Два господина крепкой комплекции выскакивают из машины, бережно принимают Дениса, сажают его в чрево салона, и тут же укатывают на всех парах.
Вот и все, конец истории. Я стою, смотрю вслед удаляющемуся автомобилю и качаю головой.
– Поехали, док! – кричит Родион.
– Куда?
– Домой. Закатим пирушку, обмоем.
– А Трупака куда?
– Сдадим по пути в камеру хранения.
– Поехали…
Обмыл я это дело, надо сказать, основательно. Родион выдал мне бутылку бомбейского рома – бурого, остро-пряного, и крепкого, как пойло капитана Флинта. Такие вот мне выпали премиальные. Никто не препятствовал употреблению алкоголя. Женя, Родион и Мулькин дружно пили вместе со мной – само собой, не ром, а минералку и апельсиновый сок. При этом поглядывали на меня со нисхождением: вот, мол, глупый человечек, травит себя ужасной гадостью, и не понимает, насколько это вредно. Я думал, что уговорю всю бутылку, никак не мог расслабиться и придти в себя, но двести граммов свалили меня с ног лучше, чем горсть снотворных таблеток. Я поплыл, меня под ручки отвели в постель и положили отдыхать.
Проснулся на следующий день, часов в одиннадцать утра. Основательно выспался, и чувствовал себя на удивление бодро, только вот есть хотелось до смерти. Жени рядом не было, и снова я испугался: а вдруг и не будет больше, вдруг отправили ее на какое-нибудь новое сверхважное, суперсекретное задание, а я не оправдал доверия, и вытурят меня обратно в обычную жизнь, пожизненно, без права свиданий и переписки.
Родион пугал меня своей брутальностью и все же я относился к нему с уважением, и с интересом, и даже некоторой завистью – попробуйте не позавидовать такому. Мулькин нравился мне безусловно; несмотря на специфическую манеру выражаться и наркоманскую наружность, не читалось в нем ничего подлого, и глаза его, умные и добрые, с лихвой компенсировали недостатки внешности – скорее криминальной, чем плебейской. Про Женю говорить не будем, и так понятно, насколько я любил ее. Рафиса я видел недолго, но не мог предъявить к нему ни малейших претензий – он походил на хорошего человека гораздо более, чем на плохого. Выходило так, что все мне нравились встреченные в жизни подлизы. Да что там нравились, порождали откровенное желание подружиться. Даже Родион, вначале вызывавший отторжение, в полпрыжка преодолел моральный барьер и широко, по-барски расположился в моей душе, заняв в ней на удивление обширную территорию.

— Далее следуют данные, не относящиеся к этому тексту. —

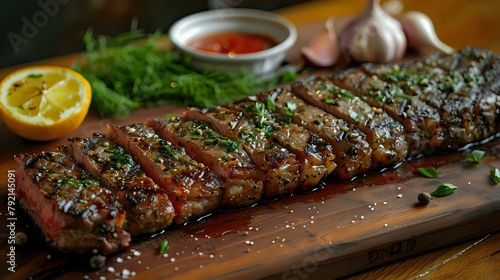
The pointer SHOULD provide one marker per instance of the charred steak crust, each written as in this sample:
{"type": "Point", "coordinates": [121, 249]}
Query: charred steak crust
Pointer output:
{"type": "Point", "coordinates": [243, 179]}
{"type": "Point", "coordinates": [74, 212]}
{"type": "Point", "coordinates": [365, 118]}
{"type": "Point", "coordinates": [193, 189]}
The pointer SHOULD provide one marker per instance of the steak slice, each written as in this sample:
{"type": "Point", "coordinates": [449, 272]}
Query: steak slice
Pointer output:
{"type": "Point", "coordinates": [147, 206]}
{"type": "Point", "coordinates": [243, 179]}
{"type": "Point", "coordinates": [193, 189]}
{"type": "Point", "coordinates": [464, 106]}
{"type": "Point", "coordinates": [313, 153]}
{"type": "Point", "coordinates": [348, 144]}
{"type": "Point", "coordinates": [416, 116]}
{"type": "Point", "coordinates": [72, 210]}
{"type": "Point", "coordinates": [279, 165]}
{"type": "Point", "coordinates": [386, 137]}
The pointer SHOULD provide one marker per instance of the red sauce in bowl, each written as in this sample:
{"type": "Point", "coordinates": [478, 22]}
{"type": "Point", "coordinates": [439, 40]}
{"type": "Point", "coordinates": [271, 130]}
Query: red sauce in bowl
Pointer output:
{"type": "Point", "coordinates": [232, 43]}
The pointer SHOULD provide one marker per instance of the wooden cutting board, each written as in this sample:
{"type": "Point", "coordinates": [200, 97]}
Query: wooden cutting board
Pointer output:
{"type": "Point", "coordinates": [339, 229]}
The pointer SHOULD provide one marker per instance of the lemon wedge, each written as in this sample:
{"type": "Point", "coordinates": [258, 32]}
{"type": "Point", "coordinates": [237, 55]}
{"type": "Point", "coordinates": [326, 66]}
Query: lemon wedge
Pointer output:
{"type": "Point", "coordinates": [44, 103]}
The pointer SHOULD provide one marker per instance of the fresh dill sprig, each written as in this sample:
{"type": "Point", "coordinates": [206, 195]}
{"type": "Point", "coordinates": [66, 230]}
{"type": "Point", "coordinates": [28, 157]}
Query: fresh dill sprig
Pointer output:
{"type": "Point", "coordinates": [134, 70]}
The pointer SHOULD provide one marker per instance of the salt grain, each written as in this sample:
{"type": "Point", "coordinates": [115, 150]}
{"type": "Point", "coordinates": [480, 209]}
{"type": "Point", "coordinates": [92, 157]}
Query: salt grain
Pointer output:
{"type": "Point", "coordinates": [125, 272]}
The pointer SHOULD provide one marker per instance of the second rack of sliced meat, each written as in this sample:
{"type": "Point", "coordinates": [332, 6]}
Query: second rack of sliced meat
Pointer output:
{"type": "Point", "coordinates": [148, 208]}
{"type": "Point", "coordinates": [193, 189]}
{"type": "Point", "coordinates": [386, 136]}
{"type": "Point", "coordinates": [243, 179]}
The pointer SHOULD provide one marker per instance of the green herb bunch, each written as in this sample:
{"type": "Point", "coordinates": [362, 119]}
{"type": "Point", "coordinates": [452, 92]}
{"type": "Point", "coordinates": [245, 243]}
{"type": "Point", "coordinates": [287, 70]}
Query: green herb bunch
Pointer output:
{"type": "Point", "coordinates": [134, 70]}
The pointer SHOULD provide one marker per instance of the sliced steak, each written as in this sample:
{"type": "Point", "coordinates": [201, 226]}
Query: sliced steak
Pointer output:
{"type": "Point", "coordinates": [280, 166]}
{"type": "Point", "coordinates": [313, 153]}
{"type": "Point", "coordinates": [417, 117]}
{"type": "Point", "coordinates": [193, 189]}
{"type": "Point", "coordinates": [147, 206]}
{"type": "Point", "coordinates": [72, 210]}
{"type": "Point", "coordinates": [348, 144]}
{"type": "Point", "coordinates": [386, 136]}
{"type": "Point", "coordinates": [465, 107]}
{"type": "Point", "coordinates": [243, 179]}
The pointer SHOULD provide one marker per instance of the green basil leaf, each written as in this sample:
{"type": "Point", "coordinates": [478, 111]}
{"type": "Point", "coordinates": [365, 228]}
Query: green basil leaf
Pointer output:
{"type": "Point", "coordinates": [429, 172]}
{"type": "Point", "coordinates": [495, 175]}
{"type": "Point", "coordinates": [476, 156]}
{"type": "Point", "coordinates": [270, 104]}
{"type": "Point", "coordinates": [444, 190]}
{"type": "Point", "coordinates": [292, 105]}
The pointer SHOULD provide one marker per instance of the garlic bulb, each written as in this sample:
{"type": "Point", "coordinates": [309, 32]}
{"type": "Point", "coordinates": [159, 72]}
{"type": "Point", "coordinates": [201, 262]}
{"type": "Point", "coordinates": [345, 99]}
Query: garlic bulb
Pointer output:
{"type": "Point", "coordinates": [420, 33]}
{"type": "Point", "coordinates": [323, 51]}
{"type": "Point", "coordinates": [374, 36]}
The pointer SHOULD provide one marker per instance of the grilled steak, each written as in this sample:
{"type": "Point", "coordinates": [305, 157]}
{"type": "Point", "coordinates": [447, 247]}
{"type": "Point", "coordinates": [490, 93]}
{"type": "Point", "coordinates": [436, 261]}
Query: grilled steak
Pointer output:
{"type": "Point", "coordinates": [280, 166]}
{"type": "Point", "coordinates": [193, 189]}
{"type": "Point", "coordinates": [464, 106]}
{"type": "Point", "coordinates": [416, 116]}
{"type": "Point", "coordinates": [313, 153]}
{"type": "Point", "coordinates": [348, 144]}
{"type": "Point", "coordinates": [73, 211]}
{"type": "Point", "coordinates": [386, 136]}
{"type": "Point", "coordinates": [243, 179]}
{"type": "Point", "coordinates": [147, 207]}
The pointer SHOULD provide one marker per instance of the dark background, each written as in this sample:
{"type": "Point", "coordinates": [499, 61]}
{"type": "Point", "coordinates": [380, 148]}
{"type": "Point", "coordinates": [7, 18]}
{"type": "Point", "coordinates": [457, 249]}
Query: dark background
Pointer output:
{"type": "Point", "coordinates": [37, 29]}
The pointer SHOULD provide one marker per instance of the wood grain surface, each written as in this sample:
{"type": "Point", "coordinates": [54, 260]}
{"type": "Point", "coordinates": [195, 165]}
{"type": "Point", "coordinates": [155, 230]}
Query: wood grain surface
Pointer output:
{"type": "Point", "coordinates": [368, 228]}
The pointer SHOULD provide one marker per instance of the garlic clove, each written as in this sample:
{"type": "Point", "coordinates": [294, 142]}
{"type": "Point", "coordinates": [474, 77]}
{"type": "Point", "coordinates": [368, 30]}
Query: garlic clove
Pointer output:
{"type": "Point", "coordinates": [420, 33]}
{"type": "Point", "coordinates": [374, 36]}
{"type": "Point", "coordinates": [324, 50]}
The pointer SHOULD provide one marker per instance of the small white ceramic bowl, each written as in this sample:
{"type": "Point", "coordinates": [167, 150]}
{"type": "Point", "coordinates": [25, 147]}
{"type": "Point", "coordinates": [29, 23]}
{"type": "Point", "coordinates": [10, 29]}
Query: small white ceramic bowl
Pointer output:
{"type": "Point", "coordinates": [265, 23]}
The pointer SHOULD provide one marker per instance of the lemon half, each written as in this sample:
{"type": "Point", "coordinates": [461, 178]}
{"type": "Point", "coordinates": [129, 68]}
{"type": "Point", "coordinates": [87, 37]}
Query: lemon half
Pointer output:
{"type": "Point", "coordinates": [44, 103]}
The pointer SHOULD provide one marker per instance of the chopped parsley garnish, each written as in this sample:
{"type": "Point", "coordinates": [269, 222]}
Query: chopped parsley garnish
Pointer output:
{"type": "Point", "coordinates": [291, 106]}
{"type": "Point", "coordinates": [201, 131]}
{"type": "Point", "coordinates": [119, 157]}
{"type": "Point", "coordinates": [79, 184]}
{"type": "Point", "coordinates": [168, 150]}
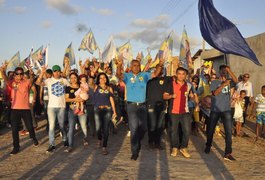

Я человек вполне обаятельный. Обаятельный автоматически, иногда даже лишку – не хвастаюсь, просто констатирую факт. Скажу больше: я страдаю от непроизвольного обаяния. Число людей, которые хотят со мною подружиться и пообщаться, во много раз превышает личные мои потребности. Интеллигентный человек с хорошо подвешенным языком, в то же время достаточно повидавший в жизни, создает у окружающих людей иллюзию, что ничего не стоит усадить его с собой за стол, напоить и втянуть в многочасовой разговор. А потом начинаются обиды. Человек (то есть я) вдруг оказывается практически непьющим, и неприлично мало едящим, и немногословным, и даже нервным. Он (я) то и дело бегает в туалет, чтобы хоть на короткий миг насладиться отсутствием чужих слов, и трет лоб, и утомленно закрывает пальцами глаза, и отчаянно мечтает сбежать, оказаться дома в любимой непроницаемой тишине, молча почитать книжку, лежа на диване, почти не шевелясь, потому что устал двигаться, и наконец заснуть, и увидеть хороший сон.